KU PSO Vehicle (copy)

A KU Public Safety Office vehicle is stationed as KU students take their mandatory COVID-19 test ahead of the fall semester.

The University of Kansas will implement all of the recommendations of the Task Force of Community-Responsive Public Safety’s report, Chancellor Douglas Girod announced Monday.

The task force, which was formed following months of protests nationwide in response to the murder of George Floyd last summer and included 26 members, released a report last winter that included 12 specific recommendations.

The task force recommended improving KU’s response to behavioral health emergencies by shifting responsibility for such calls from KU’s public safety office to mental health professionals and integrating KU services with already existing initiatives by Douglas County’s government.
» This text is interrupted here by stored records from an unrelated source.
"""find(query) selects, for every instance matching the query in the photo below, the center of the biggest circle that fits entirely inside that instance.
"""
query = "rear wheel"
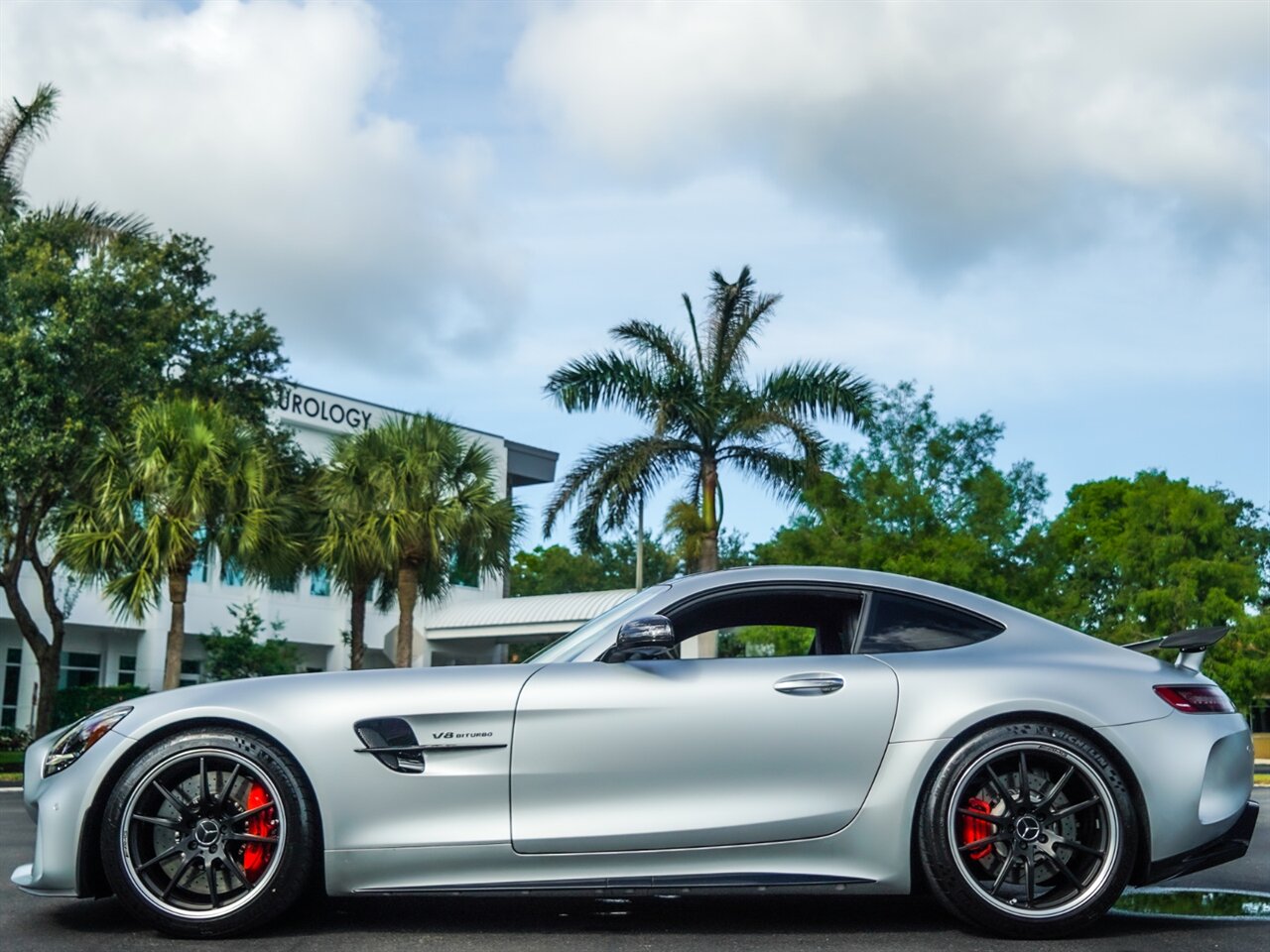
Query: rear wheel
(1028, 830)
(208, 833)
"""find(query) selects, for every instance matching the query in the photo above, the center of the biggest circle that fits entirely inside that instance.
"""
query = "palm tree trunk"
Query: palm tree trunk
(357, 626)
(408, 593)
(178, 585)
(49, 654)
(708, 560)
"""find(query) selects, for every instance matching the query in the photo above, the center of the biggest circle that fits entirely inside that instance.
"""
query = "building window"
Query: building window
(80, 669)
(231, 574)
(12, 674)
(285, 587)
(460, 575)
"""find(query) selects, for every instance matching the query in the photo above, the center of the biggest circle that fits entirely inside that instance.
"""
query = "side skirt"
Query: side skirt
(645, 885)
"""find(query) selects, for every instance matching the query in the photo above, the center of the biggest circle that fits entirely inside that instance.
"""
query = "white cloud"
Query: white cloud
(250, 125)
(957, 128)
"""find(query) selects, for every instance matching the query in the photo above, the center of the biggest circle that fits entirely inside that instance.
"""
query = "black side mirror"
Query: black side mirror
(651, 636)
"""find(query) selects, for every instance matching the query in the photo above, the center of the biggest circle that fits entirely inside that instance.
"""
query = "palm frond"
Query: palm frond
(607, 380)
(91, 223)
(608, 481)
(784, 476)
(21, 128)
(818, 389)
(653, 339)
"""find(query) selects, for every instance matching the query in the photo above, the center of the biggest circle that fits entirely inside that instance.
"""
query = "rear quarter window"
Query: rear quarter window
(903, 624)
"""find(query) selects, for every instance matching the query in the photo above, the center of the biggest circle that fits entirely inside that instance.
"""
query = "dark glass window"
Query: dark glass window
(902, 624)
(80, 669)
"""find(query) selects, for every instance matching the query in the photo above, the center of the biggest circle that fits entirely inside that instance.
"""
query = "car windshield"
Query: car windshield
(572, 644)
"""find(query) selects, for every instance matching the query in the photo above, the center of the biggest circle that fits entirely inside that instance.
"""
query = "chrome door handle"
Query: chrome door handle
(818, 683)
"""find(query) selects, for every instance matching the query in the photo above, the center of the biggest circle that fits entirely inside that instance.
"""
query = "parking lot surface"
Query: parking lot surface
(707, 924)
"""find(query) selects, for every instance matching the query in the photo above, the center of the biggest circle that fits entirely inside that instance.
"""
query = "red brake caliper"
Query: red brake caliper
(257, 855)
(973, 829)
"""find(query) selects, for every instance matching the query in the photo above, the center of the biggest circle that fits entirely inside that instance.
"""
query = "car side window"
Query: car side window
(778, 624)
(903, 624)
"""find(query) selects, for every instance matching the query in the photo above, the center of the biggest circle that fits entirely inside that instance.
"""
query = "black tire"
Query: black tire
(1039, 865)
(209, 833)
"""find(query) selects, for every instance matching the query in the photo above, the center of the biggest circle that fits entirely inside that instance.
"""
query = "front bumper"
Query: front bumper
(1229, 846)
(60, 806)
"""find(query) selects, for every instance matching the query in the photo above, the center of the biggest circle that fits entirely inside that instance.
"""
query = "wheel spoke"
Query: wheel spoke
(182, 807)
(1056, 788)
(1064, 869)
(1000, 784)
(209, 871)
(1075, 807)
(227, 785)
(982, 843)
(158, 821)
(1005, 869)
(231, 865)
(181, 873)
(158, 858)
(1079, 846)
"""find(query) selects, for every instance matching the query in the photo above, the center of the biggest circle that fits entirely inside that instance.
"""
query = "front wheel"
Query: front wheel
(1028, 830)
(208, 833)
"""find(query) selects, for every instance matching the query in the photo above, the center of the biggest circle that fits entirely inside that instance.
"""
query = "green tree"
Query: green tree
(186, 479)
(1142, 557)
(437, 509)
(243, 653)
(343, 502)
(922, 498)
(95, 315)
(550, 570)
(702, 413)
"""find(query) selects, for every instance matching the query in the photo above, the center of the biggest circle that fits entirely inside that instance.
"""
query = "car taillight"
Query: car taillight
(1196, 698)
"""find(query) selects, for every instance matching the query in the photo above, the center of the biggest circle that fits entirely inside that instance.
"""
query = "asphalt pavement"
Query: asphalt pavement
(701, 924)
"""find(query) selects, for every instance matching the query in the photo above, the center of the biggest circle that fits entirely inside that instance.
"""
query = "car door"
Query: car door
(707, 752)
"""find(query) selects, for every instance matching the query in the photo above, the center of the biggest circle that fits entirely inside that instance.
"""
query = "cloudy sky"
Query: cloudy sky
(1058, 213)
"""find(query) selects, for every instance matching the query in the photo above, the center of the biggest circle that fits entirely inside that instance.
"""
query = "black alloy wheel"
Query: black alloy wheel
(208, 833)
(1028, 830)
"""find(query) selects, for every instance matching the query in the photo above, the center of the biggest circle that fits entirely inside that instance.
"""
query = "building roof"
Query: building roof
(529, 613)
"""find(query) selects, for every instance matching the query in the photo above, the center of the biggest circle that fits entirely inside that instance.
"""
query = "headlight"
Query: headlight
(80, 737)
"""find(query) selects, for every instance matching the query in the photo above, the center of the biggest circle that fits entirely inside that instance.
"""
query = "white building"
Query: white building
(103, 649)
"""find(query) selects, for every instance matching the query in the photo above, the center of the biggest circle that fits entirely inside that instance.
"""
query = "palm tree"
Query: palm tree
(701, 413)
(413, 494)
(186, 479)
(22, 127)
(343, 499)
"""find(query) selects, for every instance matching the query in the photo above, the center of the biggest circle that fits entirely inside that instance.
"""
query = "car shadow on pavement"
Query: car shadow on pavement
(521, 918)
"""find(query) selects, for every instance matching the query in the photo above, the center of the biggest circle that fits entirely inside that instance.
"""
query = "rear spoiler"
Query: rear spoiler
(1192, 645)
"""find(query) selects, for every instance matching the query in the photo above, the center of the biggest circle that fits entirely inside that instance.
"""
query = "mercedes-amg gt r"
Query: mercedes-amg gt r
(816, 730)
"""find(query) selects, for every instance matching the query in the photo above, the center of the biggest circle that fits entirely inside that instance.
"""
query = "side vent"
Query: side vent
(391, 742)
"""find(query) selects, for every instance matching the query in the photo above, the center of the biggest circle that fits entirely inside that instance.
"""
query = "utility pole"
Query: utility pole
(639, 546)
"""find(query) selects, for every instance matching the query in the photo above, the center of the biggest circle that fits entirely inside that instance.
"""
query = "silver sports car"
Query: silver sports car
(816, 730)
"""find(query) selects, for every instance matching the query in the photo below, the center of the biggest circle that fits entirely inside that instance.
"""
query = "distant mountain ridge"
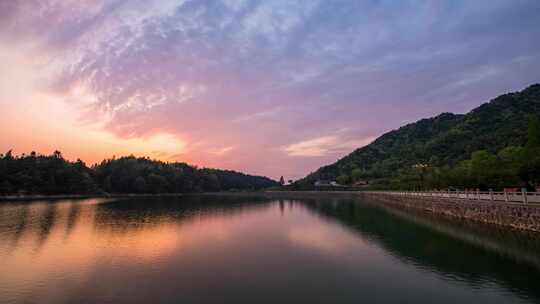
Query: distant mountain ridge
(442, 140)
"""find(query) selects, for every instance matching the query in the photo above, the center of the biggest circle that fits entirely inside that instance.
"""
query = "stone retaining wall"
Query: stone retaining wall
(514, 215)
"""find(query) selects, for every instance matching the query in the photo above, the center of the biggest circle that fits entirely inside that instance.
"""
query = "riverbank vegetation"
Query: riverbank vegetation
(52, 174)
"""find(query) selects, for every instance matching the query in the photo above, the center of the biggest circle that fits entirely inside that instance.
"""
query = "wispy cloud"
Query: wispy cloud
(273, 78)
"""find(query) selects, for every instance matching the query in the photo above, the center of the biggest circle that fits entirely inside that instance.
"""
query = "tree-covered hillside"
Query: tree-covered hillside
(438, 142)
(52, 174)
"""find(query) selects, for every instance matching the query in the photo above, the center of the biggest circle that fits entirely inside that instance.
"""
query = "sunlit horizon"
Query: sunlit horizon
(276, 88)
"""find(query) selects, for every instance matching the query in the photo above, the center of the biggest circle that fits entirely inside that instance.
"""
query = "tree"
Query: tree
(533, 132)
(343, 179)
(356, 174)
(140, 184)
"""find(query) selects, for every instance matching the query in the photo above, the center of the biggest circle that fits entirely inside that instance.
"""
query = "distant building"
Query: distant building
(323, 183)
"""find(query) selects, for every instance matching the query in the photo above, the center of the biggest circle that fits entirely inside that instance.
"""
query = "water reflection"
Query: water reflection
(467, 252)
(248, 249)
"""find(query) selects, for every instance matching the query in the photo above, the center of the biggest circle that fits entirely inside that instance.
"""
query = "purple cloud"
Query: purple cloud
(278, 87)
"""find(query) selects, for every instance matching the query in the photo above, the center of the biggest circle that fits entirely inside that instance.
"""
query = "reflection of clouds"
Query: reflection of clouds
(327, 239)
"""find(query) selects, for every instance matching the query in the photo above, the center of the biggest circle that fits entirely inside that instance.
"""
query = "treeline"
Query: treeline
(510, 167)
(52, 174)
(454, 150)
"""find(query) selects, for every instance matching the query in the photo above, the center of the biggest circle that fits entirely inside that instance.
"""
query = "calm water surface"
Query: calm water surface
(246, 250)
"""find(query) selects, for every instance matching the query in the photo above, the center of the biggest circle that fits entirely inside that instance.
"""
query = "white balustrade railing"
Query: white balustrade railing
(506, 196)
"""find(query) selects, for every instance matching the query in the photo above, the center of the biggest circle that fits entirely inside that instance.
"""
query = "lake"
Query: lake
(213, 249)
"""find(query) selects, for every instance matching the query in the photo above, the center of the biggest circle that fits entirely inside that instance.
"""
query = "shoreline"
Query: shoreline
(507, 215)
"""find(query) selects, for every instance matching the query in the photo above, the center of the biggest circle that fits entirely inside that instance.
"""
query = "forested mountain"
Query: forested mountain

Girod expressed support for this recommendation, citing existing efforts by the City of Lawrence and Douglas County to create a "coordinated community response to mental health crises." Until that response is in place, KU’s public safety office will continue to train officers in crisis intervention and trauma-informed responses to respond to mental health crises. The announcement did not include a timeline of when the coordinated community response might be implemented.

The task force’s report included recommendations for changes to the KU Public Safety Office’s policies, including updating their use of force policy.

The department’s policies have been updated, according to the announcement.

“The KUPSO Use of Force Policy has been revised to mirror the language of the National Consensus Policy on Use of Force,” the announcement said. “Notable differences from the Consensus Policy include a prohibition of warning shots and an expansion of the section on use-of-force reporting by officers who use force and by those who witness it.”

The task force presented recommendations on the oversight and advisory processes of KU’s public safety office, including the creation of a nine-member civilian oversight board, expanding access to the complaint process and training several officers as liaisons to groups in the KU community.

Girod expressed support for all three of these recommendations, and outlined the path ahead for the civilian oversight board.

“A critical factor of any oversight board is a clear statement of its purpose and mission,” the announcement said. “The Office of the Chancellor is committed to working on a clear statement of purpose and mission, as well as related details, during summer 2021 and having a board in place by the fall semester.”